The problem:
There is a dcache aliasing problem on preempt kernel (or SMP kernel,
perhaps) when a multi-threaded program calls fork().
1. Now there is a process containing two thread (T1 and T2). The
thread T1 call fork(). dup_mmap() function called on T1 context.
static inline int dup_mmap(struct mm_struct * mm, struct mm_struct * oldmm)
{
...
flush_cache_mm(current->mm);
/* A */
...
(write-protect all Copy-On-Write pages)
...
/* B */
flush_tlb_mm(current->mm);
...
}
2. When preemption happens between A and B (or on SMP kernel), the
thread T2 can run and modify data on COW pages without page fault
(modified data will stay in cache).
3. Some time after fork() completed, the thread T2 may cause page
fault by write-protect on COW pages .
4. Then data of the COW page will be copied to newly allocated
physical page in cow_user_page() which calls copy_user_highpage which
in turn calls copy_user_page. copy_user_highpage is mapping source and
destination page using kmap_atomic(), then calls copy_user_page to
perform the actual copy operation.
The kernel mapping can have a different 'color' than the user space
mapping of thread T2, resulting in dcache aliasing. Therefore
copy_cow_page() will copy stale data. Then the modified data in cache
will be lost.
A common implementation of copy_user_page performs a copy_page and a
cacheflush operation and this implementation is suspect to above problem.

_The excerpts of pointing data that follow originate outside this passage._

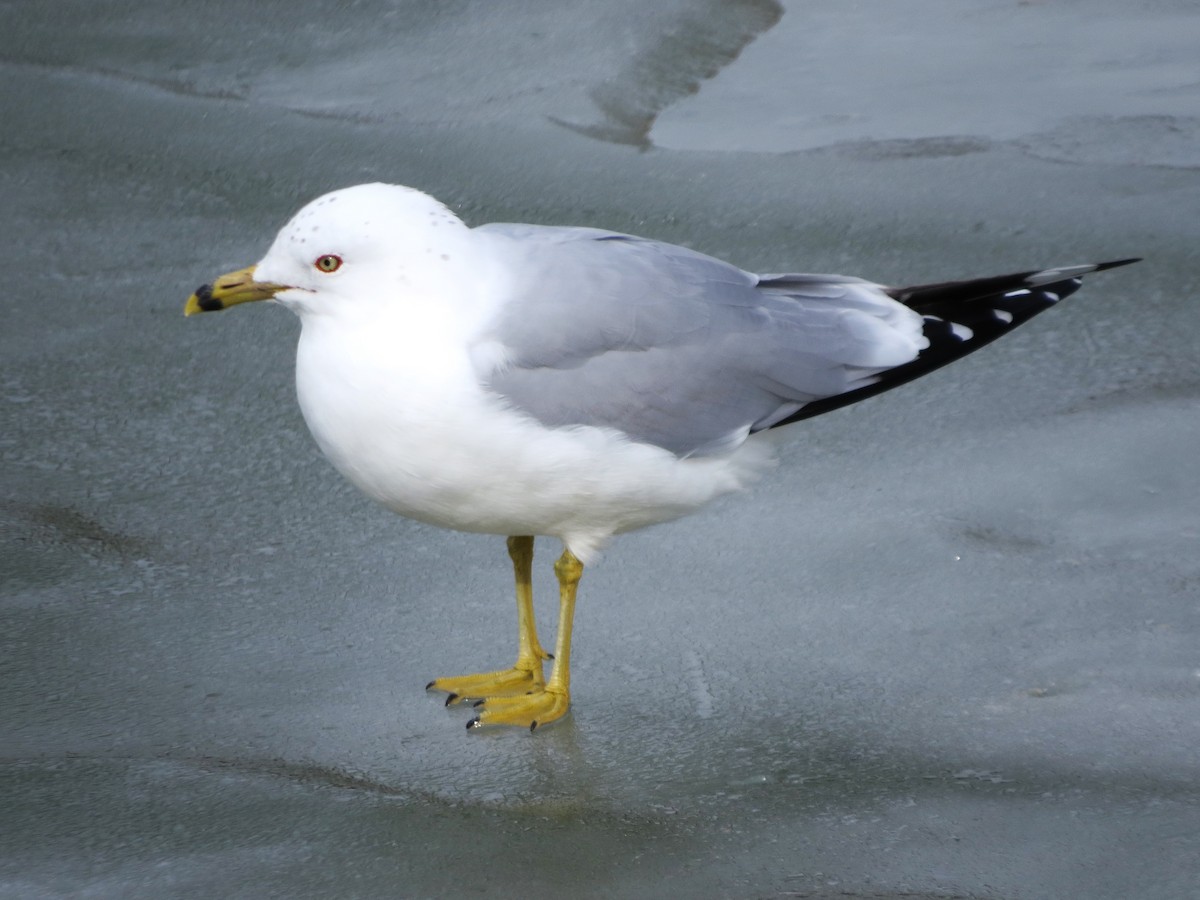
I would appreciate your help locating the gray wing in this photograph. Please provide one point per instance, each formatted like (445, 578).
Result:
(672, 347)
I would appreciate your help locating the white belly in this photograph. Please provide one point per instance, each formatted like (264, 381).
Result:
(415, 432)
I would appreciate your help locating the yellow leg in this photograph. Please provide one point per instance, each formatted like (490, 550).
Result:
(526, 676)
(550, 702)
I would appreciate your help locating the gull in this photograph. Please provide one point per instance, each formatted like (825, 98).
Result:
(576, 383)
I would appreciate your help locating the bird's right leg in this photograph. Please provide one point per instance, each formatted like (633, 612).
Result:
(526, 676)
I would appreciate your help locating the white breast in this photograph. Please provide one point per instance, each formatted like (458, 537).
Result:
(403, 418)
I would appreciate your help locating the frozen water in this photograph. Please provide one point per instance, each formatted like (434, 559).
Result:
(947, 649)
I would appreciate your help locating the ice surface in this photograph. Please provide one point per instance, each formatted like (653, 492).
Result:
(948, 649)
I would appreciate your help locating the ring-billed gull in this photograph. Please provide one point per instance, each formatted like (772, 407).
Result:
(576, 383)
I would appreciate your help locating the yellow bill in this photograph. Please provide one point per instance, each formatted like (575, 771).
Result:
(231, 289)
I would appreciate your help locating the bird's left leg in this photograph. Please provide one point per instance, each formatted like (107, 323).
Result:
(550, 702)
(526, 676)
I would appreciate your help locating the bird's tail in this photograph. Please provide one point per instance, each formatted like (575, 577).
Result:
(961, 317)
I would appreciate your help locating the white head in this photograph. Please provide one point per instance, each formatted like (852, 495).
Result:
(355, 249)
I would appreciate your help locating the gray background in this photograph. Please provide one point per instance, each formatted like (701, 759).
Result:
(949, 649)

I know MIPS and PARISC suffer from the problem. ARM and m68k look suspect
to me at which point I stopped looking at further architectures.
The only sane solution I can see is setting up temporary kernel mappings
for source and destination pages with virtual addresses choosen to be
congruent to userspace addresses. cachetlb.txt's wording describes this
as if it was an optional fancy implementation.
Now that I've described the problem, the last thing that is left to
explain is why copy_user_page is an insufficient interface, that's the
most trivial one. copy_user_highpage() uses kmap_atomic which will
create atomic mappings without consideration for cache aliasing. So
copy_user_page() will be invoked with the virtual address of these
mappings and the struct page pointer for the destination page. on a
machine with aliases copy_user_page has no choice but to ignore the
destination address and map the pag itself again - wasted time. And it
doesn't receive a struct page * for the source page ...
So here are two alterantive fixes for the API:
1) Move copy_user_highpage into the arch code. This will allow the arch code
to create any sort of crazy mapping it wants. The old copy_user_page as
kernel API is only called from copy_user_highpage and would therefore be
obsoleted.
2) Introduce a new kmap_atomic variant to create a congruent mapping.
copy_user_highpage would change into something like this:
static inline void copy_user_highpage(struct page *to, struct page *from,
unsigned long vaddr)
{
char *vfrom, *vto;
vfrom = kmap_coherent(from, KM_USER0, vaddr);
vto = kmap_coherent(to, KM_USER1, vaddr);
copy_page(vto, vfrom);
kunmap_coherent(vfrom, KM_USER0, vaddr);
kunmap_coherent(vto, KM_USER1, vaddr);
/* Make sure this page is cleared on other CPU's too before using it */
smp_wmb();
}
I lean toward 2) since kmap_coherent is a more versatile interface.
clear_user_page / clear_user_highpage are not affected by the same kind of
bug but they should be changed similarly for consistency.